As for the effect of wealth, great wealth in private hands is not an advantage; it, too, is a morbid condition, and under its evil influence the scum of society is steadily and increasingly produced. It is perhaps as hard for a great nature to overcome the difficulties of our illegitimate wealth as those of our illegitimate poverty. Still some do it. We have but to study the biographical dictionary to find that the proportion of great men to rich and poor is about the same as the proportion of those two classes, that is all.
Meanwhile the healthy truth under this is the physiological law that exercise develops function. Whatever power you have is increased by exercise to a certain extent. But you must first have your power. A punching bag helps develop your muscles if rightly used, but it does not make them. Your daily food is the prime factor.
To get the best results from people they must first be born in good condition—starved mothers and exhausted fathers are not advantageous; then kept in good condition;—good air, good food, good clothing. Does anyone wish to claim that poor air or poor food or poor clothing is advantageous? When you have good stock, and give it all the advantages of true education, bringing out and correlating all its powers, then the strong and active creature can maintain and develop those powers by exercise. But dumbbells in place of dinner do not strengthen.
One more very common attitude of mind with regard to work, not as fundamental as the foregoing, and not founded on any law whatever, but on arbitrary and evil conditions, is our general contempt for it.
Regarding it, as we must under the Want theory, as done only to gratify a want; regarding it, as we must under the Ego concept, as done by the individual for the individual, it does seem a poor thing enough. Why should we honour and approve the never-so-ingenious efforts of a person to keep himself alive, so scornfully described in a poem of Robert Buchanan:
“Struggle, speculate, dig, and bleed,
Reap the whirlwind of Venus’ seed,
O senseless, impotent human breed!”
But beyond the legitimate scorn of a social creature for what he estimates as an individual activity, comes our illegitimate scorn based on lamentable, evil conditions.
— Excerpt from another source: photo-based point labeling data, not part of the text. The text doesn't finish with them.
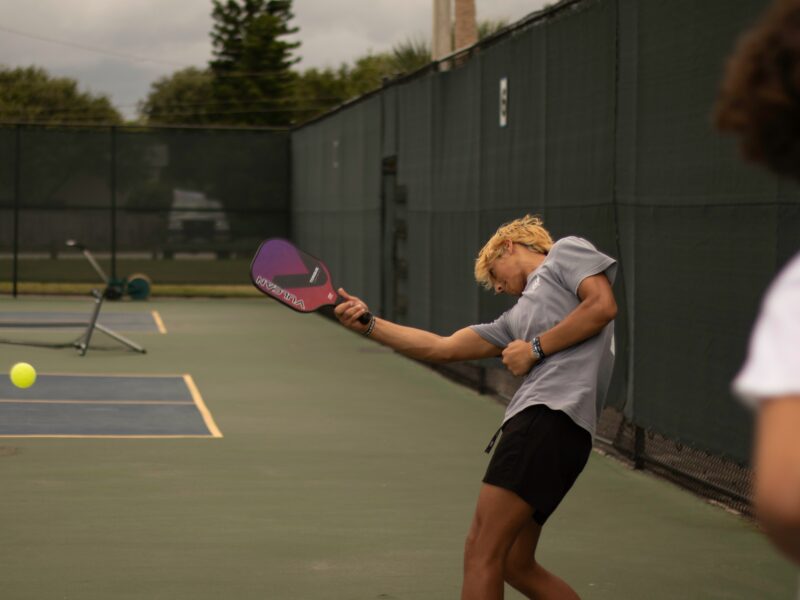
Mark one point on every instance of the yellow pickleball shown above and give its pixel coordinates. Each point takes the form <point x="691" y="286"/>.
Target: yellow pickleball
<point x="23" y="375"/>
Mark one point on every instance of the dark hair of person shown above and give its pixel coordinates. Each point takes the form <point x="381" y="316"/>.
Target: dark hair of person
<point x="759" y="97"/>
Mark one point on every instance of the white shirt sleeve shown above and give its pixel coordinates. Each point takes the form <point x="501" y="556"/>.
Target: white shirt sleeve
<point x="772" y="367"/>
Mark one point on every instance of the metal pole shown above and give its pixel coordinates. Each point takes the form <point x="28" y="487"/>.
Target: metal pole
<point x="442" y="35"/>
<point x="113" y="183"/>
<point x="17" y="179"/>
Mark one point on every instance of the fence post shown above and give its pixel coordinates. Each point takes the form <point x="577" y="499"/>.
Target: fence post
<point x="638" y="447"/>
<point x="17" y="202"/>
<point x="113" y="184"/>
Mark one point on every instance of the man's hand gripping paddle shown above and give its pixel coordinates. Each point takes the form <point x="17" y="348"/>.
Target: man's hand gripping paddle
<point x="300" y="281"/>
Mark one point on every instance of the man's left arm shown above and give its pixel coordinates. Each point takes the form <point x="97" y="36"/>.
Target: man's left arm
<point x="777" y="473"/>
<point x="596" y="309"/>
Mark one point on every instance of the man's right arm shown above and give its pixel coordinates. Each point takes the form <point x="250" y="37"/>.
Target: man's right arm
<point x="464" y="344"/>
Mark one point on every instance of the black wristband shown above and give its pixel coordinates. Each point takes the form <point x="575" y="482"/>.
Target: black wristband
<point x="537" y="348"/>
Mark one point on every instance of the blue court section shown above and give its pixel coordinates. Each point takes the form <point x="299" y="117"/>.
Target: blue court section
<point x="108" y="406"/>
<point x="136" y="322"/>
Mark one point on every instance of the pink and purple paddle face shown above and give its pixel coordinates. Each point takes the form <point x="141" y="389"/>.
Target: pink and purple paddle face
<point x="298" y="280"/>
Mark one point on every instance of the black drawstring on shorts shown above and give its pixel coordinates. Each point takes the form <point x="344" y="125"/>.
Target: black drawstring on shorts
<point x="493" y="440"/>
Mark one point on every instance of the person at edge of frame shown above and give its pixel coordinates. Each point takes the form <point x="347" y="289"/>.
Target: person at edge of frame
<point x="559" y="335"/>
<point x="759" y="100"/>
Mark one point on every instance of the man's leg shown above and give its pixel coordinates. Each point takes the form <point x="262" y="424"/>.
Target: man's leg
<point x="529" y="577"/>
<point x="499" y="518"/>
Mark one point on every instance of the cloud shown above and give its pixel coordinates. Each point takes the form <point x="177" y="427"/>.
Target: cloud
<point x="177" y="32"/>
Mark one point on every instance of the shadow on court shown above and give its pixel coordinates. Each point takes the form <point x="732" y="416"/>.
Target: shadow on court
<point x="344" y="472"/>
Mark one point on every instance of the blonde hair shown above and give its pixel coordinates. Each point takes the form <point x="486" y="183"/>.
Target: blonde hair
<point x="528" y="231"/>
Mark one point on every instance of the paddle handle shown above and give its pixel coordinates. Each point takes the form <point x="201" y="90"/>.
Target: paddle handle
<point x="363" y="319"/>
The work of the free mother in the matriarchal period was never despised; when men enslaved women their work became contemptible. So when the despised captive was made to labour, his work also was held contemptible. And then, as Veblen shows so irrefutably, this primitive attitude was retained through all the centuries in the stagnant pool of leisure-class life, that singular medium wherein the active modern world may find preserved a sedimentary deposit of most ancient times. This class and its customs and habits of mind, being revered by us, we have made permanent and constantly reinforced the scorn of work which else would have been contradicted long since by every fact of progressing civilisation.